MASA YERİNE KANEPEDE ÖDEV YAPIYORLAR
“Her taraftan evin içerisine rüzgar giriyor. Duvarlarımız açık. Artık kapatamıyoruz. Sabah kalktığımız zaman evi ısıtmam iki saati buluyor. Ev ısınamıyor. Çok soğuk oluyor her yerden esiyor. Çocuklar üşüyor. Her sabah şikayet ediyorlar. Elimizden artık başka bir çare gelmiyor. Tıkandık. Sobanın evde çok riski var. Allah’a emanet yaşıyoruz. Sobayı mecbur yakıyoruz. Bacadan duman tütüyor ancak engel olamıyoruz. Duman geri geliyor. Yapabilecek bir şeyim yok. Sobayı yakmasam çocuklar üşüyor. Çocuklarımın odasında duvardan duvara battaniye gerdik. Önce bir kat yaptık soğuğu kesmedi. İkinci katı yaptık yine hala esiyor. Fırtına koptuğu zaman bu duvarla çocukların odasındaki duvar tamamen rüzgardan kalkıyor. Çocuklar sürekli hasta oluyor. Korkudan yıkayamıyorum. Gece ev çok soğuk oluyor.”

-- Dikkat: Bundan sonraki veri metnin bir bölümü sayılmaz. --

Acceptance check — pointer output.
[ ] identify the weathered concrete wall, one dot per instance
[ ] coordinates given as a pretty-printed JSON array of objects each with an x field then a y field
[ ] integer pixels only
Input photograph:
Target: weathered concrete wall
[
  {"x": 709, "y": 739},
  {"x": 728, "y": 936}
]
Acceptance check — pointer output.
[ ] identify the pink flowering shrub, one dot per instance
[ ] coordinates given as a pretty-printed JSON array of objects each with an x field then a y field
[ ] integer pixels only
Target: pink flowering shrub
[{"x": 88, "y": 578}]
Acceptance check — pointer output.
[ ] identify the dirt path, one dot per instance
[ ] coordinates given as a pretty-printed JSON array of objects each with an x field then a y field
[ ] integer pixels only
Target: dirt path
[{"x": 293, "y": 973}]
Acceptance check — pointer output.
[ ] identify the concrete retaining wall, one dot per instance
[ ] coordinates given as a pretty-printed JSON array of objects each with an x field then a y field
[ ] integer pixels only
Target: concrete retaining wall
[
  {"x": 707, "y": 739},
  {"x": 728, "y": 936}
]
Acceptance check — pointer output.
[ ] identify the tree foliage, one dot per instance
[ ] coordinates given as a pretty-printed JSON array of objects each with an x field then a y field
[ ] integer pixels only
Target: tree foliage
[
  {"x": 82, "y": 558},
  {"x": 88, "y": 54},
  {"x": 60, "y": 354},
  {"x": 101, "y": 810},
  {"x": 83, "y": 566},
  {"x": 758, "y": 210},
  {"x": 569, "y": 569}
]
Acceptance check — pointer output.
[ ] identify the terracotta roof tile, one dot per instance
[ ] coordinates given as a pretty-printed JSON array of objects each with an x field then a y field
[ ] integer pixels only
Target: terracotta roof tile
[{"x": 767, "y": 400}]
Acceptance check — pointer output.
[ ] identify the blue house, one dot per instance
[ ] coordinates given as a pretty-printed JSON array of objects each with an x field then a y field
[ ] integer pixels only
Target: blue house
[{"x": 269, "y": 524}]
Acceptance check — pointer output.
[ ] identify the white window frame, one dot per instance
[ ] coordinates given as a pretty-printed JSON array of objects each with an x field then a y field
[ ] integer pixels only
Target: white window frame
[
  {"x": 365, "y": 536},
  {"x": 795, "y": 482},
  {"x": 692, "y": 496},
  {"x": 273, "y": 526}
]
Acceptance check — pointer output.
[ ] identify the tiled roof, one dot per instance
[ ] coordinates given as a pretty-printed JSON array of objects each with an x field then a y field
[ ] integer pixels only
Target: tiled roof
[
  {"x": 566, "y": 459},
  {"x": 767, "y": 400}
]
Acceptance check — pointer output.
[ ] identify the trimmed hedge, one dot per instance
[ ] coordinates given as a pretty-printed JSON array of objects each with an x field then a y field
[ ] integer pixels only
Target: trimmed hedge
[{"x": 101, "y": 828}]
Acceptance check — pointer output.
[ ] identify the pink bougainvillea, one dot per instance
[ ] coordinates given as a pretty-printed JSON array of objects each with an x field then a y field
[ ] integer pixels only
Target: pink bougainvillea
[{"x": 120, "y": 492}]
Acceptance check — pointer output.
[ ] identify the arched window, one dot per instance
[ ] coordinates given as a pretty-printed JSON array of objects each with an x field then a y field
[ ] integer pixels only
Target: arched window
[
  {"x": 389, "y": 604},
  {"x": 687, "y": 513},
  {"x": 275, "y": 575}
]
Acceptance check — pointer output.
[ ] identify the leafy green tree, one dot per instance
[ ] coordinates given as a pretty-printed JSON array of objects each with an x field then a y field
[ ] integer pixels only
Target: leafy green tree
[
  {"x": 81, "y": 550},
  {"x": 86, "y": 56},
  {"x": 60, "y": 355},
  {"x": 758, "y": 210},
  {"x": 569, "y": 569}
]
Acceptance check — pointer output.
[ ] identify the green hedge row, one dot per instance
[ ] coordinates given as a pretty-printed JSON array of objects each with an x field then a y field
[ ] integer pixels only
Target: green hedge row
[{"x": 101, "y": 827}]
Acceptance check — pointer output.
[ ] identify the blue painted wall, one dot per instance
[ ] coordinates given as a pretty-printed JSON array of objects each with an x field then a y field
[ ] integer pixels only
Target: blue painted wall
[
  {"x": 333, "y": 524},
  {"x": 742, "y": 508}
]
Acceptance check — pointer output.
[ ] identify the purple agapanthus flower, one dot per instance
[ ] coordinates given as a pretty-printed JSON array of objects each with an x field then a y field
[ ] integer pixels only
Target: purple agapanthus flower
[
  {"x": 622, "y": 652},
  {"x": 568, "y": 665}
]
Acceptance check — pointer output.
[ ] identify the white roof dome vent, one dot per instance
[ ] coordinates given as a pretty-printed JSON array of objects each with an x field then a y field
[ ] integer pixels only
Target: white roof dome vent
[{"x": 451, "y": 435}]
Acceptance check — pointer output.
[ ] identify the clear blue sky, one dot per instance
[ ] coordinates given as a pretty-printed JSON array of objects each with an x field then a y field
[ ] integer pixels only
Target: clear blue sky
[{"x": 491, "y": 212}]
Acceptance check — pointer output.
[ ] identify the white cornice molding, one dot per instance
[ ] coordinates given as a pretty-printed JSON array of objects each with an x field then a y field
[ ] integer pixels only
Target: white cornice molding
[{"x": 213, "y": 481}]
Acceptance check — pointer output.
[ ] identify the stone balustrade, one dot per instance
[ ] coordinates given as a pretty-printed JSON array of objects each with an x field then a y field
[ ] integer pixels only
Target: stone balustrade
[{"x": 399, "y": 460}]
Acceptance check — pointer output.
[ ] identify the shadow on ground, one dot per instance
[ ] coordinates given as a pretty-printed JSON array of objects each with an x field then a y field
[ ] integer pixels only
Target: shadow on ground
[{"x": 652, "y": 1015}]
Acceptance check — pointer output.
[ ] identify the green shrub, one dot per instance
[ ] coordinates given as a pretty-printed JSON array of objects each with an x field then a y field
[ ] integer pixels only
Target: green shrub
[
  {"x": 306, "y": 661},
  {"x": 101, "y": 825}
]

Çocuklarının odaya yalnızca uyumaya gittiğini söyleyen anne Pınar Türkmen, çocuklarının üzerini de üç kat battaniye örterek ısıtmaya çalışıyor. Çaresizlik içerisinde bekleyen anne Pınar Türkmen, hayırseverlere şöyle seslendi:
"Bu şekilde yaşamaya çalışıyoruz. Evimin çocuklarımın yaşayabileceği ve çocuklarımın üşümeyeceği şekilde düzelmesini istiyorum. Elektrik hattı yok. Alt kattan seyyar hat çektik onunla idare ediyoruz. Sadece lamba ve televizyon çalıştırabiliyorum. Çamaşırı da başkasının evinde yıkamaya utanıyorum mecbur artık elimde yıkıyorum. Bu şartlar altında yaşamaya çalışıyorum. Çocuklarım bu durumdan çok şikayetçiler. Odalarında ders yapamıyorlar. Sürekli salondalar. Çünkü odada yaşanılır bir vaziyet yok sadece yatmak için giriyorlar. Burada yaşamak zorundayız başka çıkar yanımız yok. Eşim inşaatlarda çalışıyor. İş olduğu zaman çağırıyorlar. Elinden geldiği kadar çabalıyor. O da çok üzgün. Başarmaya çalışıyor ama bu kadar oluyor."
Evlerine gidecek yol dahi olmayınca ahşap köprü yaparak evlerine ulaşan aile hayırseverlerin yardımını bekliyor.